March 19--Tigard's Ballot Measure 34-210 is all but officially passed. Over 51 percent of voters chose "yes" in the latest available returns, and the results aren't likely to change.
So any future high-capacity transit project in the city -- whether it's light rail or bus rapid transit -- will have to be approved by Tigard voters.
Or will it?
Advice the Tigard City Council received from City Attorney Tim Ramis Tuesday night indicated that the councilors could get around a public vote if they really wanted, irrespective of how unwise a political move that might be.
The discussion was only about what the city council could do, not about what it should or will do. City councilors are not considering trying to skirt the ballot measure -- in fact, they are thinking about putting another vote on the November ballot in order to get more direction from voters about the future of the Southwest Corridor Plan.

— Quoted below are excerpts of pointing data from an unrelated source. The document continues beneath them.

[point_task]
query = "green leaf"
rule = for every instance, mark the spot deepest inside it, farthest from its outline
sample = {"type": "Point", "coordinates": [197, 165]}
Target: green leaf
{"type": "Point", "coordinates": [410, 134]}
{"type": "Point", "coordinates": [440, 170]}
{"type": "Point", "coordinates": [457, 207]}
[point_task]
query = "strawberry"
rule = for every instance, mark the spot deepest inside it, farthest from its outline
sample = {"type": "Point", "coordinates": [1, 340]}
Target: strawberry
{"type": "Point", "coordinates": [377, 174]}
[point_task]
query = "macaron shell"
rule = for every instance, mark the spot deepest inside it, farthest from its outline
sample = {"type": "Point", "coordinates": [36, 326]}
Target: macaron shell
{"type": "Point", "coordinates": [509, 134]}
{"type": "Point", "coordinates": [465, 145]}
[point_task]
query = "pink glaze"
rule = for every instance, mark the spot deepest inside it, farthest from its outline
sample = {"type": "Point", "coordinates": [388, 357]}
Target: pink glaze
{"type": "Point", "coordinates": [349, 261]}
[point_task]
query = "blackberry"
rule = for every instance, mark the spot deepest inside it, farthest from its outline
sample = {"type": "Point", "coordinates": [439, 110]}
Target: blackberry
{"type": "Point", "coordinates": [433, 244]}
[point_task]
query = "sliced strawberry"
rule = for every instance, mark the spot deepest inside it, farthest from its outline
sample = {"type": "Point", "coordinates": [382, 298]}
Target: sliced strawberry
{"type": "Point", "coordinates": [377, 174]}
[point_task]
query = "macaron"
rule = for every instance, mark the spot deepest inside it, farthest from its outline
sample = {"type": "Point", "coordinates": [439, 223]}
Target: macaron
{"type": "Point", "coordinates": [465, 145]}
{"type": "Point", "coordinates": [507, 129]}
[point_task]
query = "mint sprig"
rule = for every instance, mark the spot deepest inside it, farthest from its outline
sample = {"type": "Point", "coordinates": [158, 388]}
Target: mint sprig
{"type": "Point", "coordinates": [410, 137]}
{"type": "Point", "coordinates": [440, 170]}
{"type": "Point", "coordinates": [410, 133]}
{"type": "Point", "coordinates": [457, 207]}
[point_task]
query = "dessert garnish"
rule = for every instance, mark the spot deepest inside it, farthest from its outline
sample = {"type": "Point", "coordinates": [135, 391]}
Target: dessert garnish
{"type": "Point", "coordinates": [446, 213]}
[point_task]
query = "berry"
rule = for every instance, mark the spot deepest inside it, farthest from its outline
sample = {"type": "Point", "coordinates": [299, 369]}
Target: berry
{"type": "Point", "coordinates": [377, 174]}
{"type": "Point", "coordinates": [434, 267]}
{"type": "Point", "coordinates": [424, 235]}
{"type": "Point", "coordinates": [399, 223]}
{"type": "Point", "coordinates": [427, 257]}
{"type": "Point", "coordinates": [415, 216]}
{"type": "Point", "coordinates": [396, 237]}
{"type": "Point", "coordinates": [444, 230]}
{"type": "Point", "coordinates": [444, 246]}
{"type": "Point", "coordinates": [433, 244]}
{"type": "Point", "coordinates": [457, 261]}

Ramis, though, explained to the council what he believes its options are.
The measure would amend Tigard's city charter to officially oppose the construction of high-capacity transit projects without voter approval. Ramis said it would also require the city to do two things.
First, Ramis said, the city would have to annually send a letter to the governor, the Federal Transit Administration, the Oregon Department of Transportation, Washington County, TriMet and Metro, reminding those agencies about its policy opposing the construction of high-capacity transit without voter approval. But the measure doesn't say what else the letter has to contain -- the city is free to add anything it likes to the letter, or send additional letters, Ramis said.
Second, the city would have to hold a public vote before it can amend its comprehensive plan or land-use regulations to accommodate siting of a new high-capacity transit project.
But Ramis and Tigard Community Development Director Kenny Asher said the city would not have to amend its comprehensive plan or land-use regulations in order for construction to begin on a high-capacity transit project.
"You're not required to amend your plan or your regulations," Ramis said, adding that once a project is approved at the regional level, Tigard can impose its existing land-use regulations onto the project.
Another vote would be triggered, however, as a result of a separate ballot measure passed in 2012, if Tigard chose to impose any new fees or taxes to fund a light-rail project. But supporters of the recent ballot measure have worried that the city could get around that requirement, as well.
Ramis emphasized that the city council has the power to interpret the ballot measure.
"You are the initial first arbiter of the meaning of [the ballot measure's] phrases to the extent that they are ambiguous. ... You can adopt an ordinance describing your interpretation," Ramis said.